CO2 an important greenhouse gas is produced by micro-organisms living in the termite’s intestines. However, despite the importance in the global carbon cycle, it is not clear how this ecosystem functions. The School of Biological and Chemical Sciences at Queen Mary, University of London, is utilising Vision Engineering’s DX61 inverted microscope for research into termites.
Queen Mary College research
Queen Mary is one of the largest multi-faculty colleges of the University of London. It has its roots in four historic colleges: Queen Mary College, Westfield College, St Bartholomew's Hospital Medical College and the London Hospital Medical College. The College has over 11,500 students and an academic and support staff of around 2,600.
Within the School of Biological and Chemical Sciences, the Evolutionary and Organismal Biology Group is internationally recognised for using post-genomic approaches to investigate the evolution and functions of genes and proteins at an organismal level using a range of model organisms, including plants, invertebrates, fish and mammals.
This research utilises a range of methods including bioinformatics, analysis of cell and tissue structure, analysis of gene and protein expression, the impact of gene-knockout on phenotypes, in vitro physiology and pharmacology and analysis of whole-organism behaviour.
Research trials and tribulations
The work of Dr. Mark van der Giezen, Lecturer in Microbiology, focuses on understanding the function of cells from various micro-organisms which live in environments with little or no oxygen. The intestines of termites are such an environment. Termites have been around for more than 240 million years. They adapt to ever changing environments and are important in breaking down and recycling dead wood. A group of micro-organisms, known as protists, living within the intestines of termites are one of the research lines in Dr. van der Giezen’s laboratory.
For this research, it is important that the protists from the termites are isolated in the correct environmental conditions because they can not tolerate high levels of oxygen. Once the guts have been extracted from the termite, the conditions within the guts will change rapidly so it is important to work as fast as possible to preserve their internal structure.
Several hundred different protist species live in the termite hindgut and before the work can commence, these have to be separated. This process uses a micromanipulator which is used to pick individual cells in order to separate different species. This process needs to be repeated until up to 50 organisms are collected from each different species. DNA from these organisms is then used to distinguish different species at the molecular level and to understand their biochemistry.
Ultimately, such information from these protists will provide key information on how the termite intestines function, producing high levels of methane (CH4) and CO2, but without the use of oxygen.
Once the protists have been isolated, they are observed and analysed for their morphology, behaviour and for any contamination that may have occurred during the isolation process.
Choosing an inverted microscope
The DX61 inverted microscope from Vision Engineering was chosen to assist in research projects such as the function of protists in termite intestines. Dr. Mark van der Giezen, Lecturer in Microbiology, explains why he chose the DX61.
When the system was demonstrated to us, we requested custom modifications to the stage to incorporate a recess for a Petri dish for example. The final decision was based on the good interactions we had with Vision Engineering, the additional benefit of the modular design and the ergonomic Isis eyepiece.

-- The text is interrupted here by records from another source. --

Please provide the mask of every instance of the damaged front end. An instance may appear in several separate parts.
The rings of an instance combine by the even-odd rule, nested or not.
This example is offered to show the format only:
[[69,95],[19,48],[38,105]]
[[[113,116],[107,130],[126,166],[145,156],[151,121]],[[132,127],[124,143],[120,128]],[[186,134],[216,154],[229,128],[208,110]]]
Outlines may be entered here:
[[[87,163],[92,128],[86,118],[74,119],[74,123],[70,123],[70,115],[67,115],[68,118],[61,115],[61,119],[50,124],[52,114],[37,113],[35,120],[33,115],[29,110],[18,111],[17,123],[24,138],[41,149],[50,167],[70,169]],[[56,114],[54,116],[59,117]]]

As the DX61 was modular, it would allow us to add observation modes and image capture options at a later date”.
'The purchase of this microscope has been made possible by generous grants from the Royal Society (2004/R2) and the Systematic Research Fund.'
It is important for Dr. van der Giezen’s research that the stage of the microscope is very stable, especially when they are being used with other equipment such as micromanipulators. Any sudden movements can ruin the isolation process because pick-up and release of the protists is achieved through controlling a vacuum across a micro-tube attached to the end of the micromanipulator.
The thin glass micro-capillaries at the microscope end of the micromanipulator, which are used to draw up and dispense the liquid that contains the cells, are very fragile. They can easily break if stability is not maintained throughout the process.
It is important that image capture and analysis is incorporated into the observation & dissection process. The advantages of any microscope system incorporating image process capabilities are the possibility to archive images and the evaluation of cellular morphology. This allows for a more objective overall process.
Comfort essential when viewing through the microscope for several hours
The image above demonstrates how the modular inverted microscope benefits from optional accessories like the Isis eyepiece. The Isis eyepiece is an important feature for projects like this where comfort is absolute for operators that need to spend several hours looking through the microscope. The Isis uses patented optical technology designed to enhance the ergonomics of the operator.
Expanded Pupil technology allows a much greater freedom of operator head movement which can dramatically reduce operator fatigue. This is achieved by expanding the ray bundle exiting the eyepieces, which results in a four-fold increase in working distance between the operator’s eyes and the Isis eyepieces.
The School of Biological and Chemical Sciences at Queen Mary continues to invest time and resources into important projects such as these. Striving to understand natural phenomenon like the humble termite’s role in the global carbon cycle will lead to greater understanding of our planet. This will inevitably generate greater knowledge which can then be used to address issues such as global warming.